Ask for a business card.
Typically, the person to who you want to send your thank you note is the “decision maker,” or hiring manager. So, you need to have the email address or mailing address of that person to do so. This is why it is so important to ensure you never leave an interview without obtaining a business card for the hiring manager. This strategy not only expresses interest on your part, but also ensures you have the correct email address and mailing address for sending the thank you note.
What should you include in your thank you note?
When sending a thank you note, the KISS principle always applies. That is, Keep It Simple Stupid (KISS). In business communication, people are generally annoyed by long emails. So, keep it brief and to the point. It is always better for people to wonder why you did not speak rather than to wonder why you did speak. Before sending it, read through your thank you note and remove any unnecessary words and sentences.
In writing your thank you note, make sure you include a polite “thank you for the interview,” the hiring manager’s name, job title, reflection on some important information/item discussed in the interview and your contact information. And, last but not least, clearly express your interest in the job.
Ask for the job!
There is an old adage that in order to get offered a job, you must ask for it. The thank you note serves as the perfect opportunity to do just that.
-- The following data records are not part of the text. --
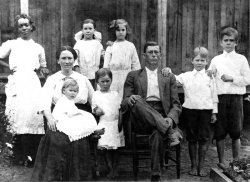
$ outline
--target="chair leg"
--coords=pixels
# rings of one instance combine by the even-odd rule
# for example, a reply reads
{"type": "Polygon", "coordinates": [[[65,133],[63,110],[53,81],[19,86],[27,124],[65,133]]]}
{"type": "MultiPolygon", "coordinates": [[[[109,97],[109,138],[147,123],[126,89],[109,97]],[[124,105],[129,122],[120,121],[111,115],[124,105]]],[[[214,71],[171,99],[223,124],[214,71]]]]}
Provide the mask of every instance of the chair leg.
{"type": "Polygon", "coordinates": [[[176,172],[177,179],[180,179],[181,176],[181,145],[176,146],[176,172]]]}
{"type": "Polygon", "coordinates": [[[100,176],[100,172],[98,170],[98,154],[97,154],[97,142],[93,142],[93,153],[94,153],[94,178],[97,178],[100,176]]]}
{"type": "Polygon", "coordinates": [[[133,174],[134,174],[134,180],[137,181],[137,174],[138,174],[138,153],[137,153],[137,148],[136,148],[136,136],[133,133],[132,134],[132,150],[133,150],[133,174]]]}
{"type": "Polygon", "coordinates": [[[165,151],[165,169],[168,169],[168,160],[169,160],[169,150],[165,151]]]}

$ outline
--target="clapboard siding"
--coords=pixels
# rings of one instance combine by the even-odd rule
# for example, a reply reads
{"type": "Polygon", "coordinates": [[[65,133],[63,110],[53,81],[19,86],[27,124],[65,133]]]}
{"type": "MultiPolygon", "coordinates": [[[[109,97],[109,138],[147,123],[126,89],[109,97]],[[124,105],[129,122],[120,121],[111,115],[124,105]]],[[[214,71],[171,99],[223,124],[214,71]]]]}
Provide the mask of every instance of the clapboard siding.
{"type": "MultiPolygon", "coordinates": [[[[1,29],[13,27],[20,0],[0,0],[0,10],[1,29]]],[[[249,0],[29,0],[29,14],[37,27],[33,38],[45,48],[52,72],[59,69],[56,50],[75,44],[74,34],[86,18],[96,21],[104,47],[112,39],[108,23],[126,19],[132,30],[128,40],[135,44],[142,65],[146,40],[159,40],[165,54],[163,65],[174,73],[191,70],[195,47],[207,47],[210,59],[222,51],[219,31],[226,25],[239,30],[237,51],[250,60],[249,10],[249,0]]]]}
Utilize the thank you note to say something along the lines of “after having the opportunity to learn more about your company and the responsibilities of this position, I believe it fits perfectly with my career goals. I am looking forward to having the opportunity of working at XYZ Company.”
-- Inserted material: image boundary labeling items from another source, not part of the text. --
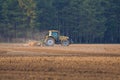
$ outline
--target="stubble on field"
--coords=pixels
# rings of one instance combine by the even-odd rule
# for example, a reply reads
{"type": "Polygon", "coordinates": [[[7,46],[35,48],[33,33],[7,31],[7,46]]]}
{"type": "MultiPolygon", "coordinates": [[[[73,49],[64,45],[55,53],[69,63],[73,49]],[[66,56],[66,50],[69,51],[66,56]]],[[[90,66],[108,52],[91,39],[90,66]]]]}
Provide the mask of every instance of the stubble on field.
{"type": "Polygon", "coordinates": [[[119,80],[119,48],[1,45],[0,80],[119,80]]]}

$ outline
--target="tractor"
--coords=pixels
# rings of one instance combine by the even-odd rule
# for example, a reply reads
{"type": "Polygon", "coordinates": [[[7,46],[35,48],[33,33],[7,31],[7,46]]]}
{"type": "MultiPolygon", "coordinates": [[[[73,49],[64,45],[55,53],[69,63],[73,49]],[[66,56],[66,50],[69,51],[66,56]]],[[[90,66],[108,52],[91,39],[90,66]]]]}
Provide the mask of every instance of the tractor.
{"type": "Polygon", "coordinates": [[[49,30],[48,34],[45,36],[44,44],[46,46],[54,46],[54,44],[69,46],[69,37],[61,36],[58,30],[49,30]]]}

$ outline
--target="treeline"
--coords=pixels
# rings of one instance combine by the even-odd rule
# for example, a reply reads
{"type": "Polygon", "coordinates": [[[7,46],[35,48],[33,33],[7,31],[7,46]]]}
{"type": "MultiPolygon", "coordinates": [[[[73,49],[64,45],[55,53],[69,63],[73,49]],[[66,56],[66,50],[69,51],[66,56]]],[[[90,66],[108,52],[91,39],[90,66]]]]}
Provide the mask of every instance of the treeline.
{"type": "Polygon", "coordinates": [[[74,43],[120,43],[120,0],[0,0],[0,41],[50,29],[74,43]]]}

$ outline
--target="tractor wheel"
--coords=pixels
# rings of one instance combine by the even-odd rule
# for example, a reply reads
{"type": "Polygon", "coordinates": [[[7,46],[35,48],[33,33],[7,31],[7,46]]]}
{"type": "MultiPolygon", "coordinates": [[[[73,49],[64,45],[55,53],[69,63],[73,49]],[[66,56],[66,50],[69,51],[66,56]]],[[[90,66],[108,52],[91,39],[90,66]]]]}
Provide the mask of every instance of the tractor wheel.
{"type": "Polygon", "coordinates": [[[61,45],[62,46],[69,46],[69,41],[68,40],[62,41],[61,45]]]}
{"type": "Polygon", "coordinates": [[[45,41],[46,46],[54,46],[54,44],[55,44],[55,40],[53,38],[48,38],[45,41]]]}

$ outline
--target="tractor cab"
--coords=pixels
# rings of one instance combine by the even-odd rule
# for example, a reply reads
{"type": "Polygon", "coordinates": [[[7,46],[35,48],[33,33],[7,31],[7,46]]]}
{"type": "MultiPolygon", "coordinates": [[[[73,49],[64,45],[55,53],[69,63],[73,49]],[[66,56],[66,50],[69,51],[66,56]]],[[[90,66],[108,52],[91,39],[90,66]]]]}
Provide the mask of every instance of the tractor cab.
{"type": "Polygon", "coordinates": [[[49,30],[49,37],[54,38],[56,41],[59,40],[60,32],[57,30],[49,30]]]}
{"type": "Polygon", "coordinates": [[[58,30],[49,30],[44,43],[46,46],[53,46],[55,43],[61,43],[63,46],[68,46],[69,37],[61,36],[58,30]]]}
Keep in mind your competition will likely send similar thank you notes. Failure on your part to do the same could cause you to appear impolite. If the only thing that separates you from other candidates is the fact they sent a thank you notes and you did not, you could very well lose the chance to get hired. Additionally, it is simply the right thing to do. So, take the time to send a thank you note.
We hope you found these tips useful and that they will get you closer to finding that next career opportunity! I encourage you to provide your comments in the “Leave a Reply” box below.
Albert Energy – Recruiting Intelligence for the Energy Sector!
Like us on Facebook at https://www.facebook.com/AlbertEnergyLLC for other recommendations that help you get hired.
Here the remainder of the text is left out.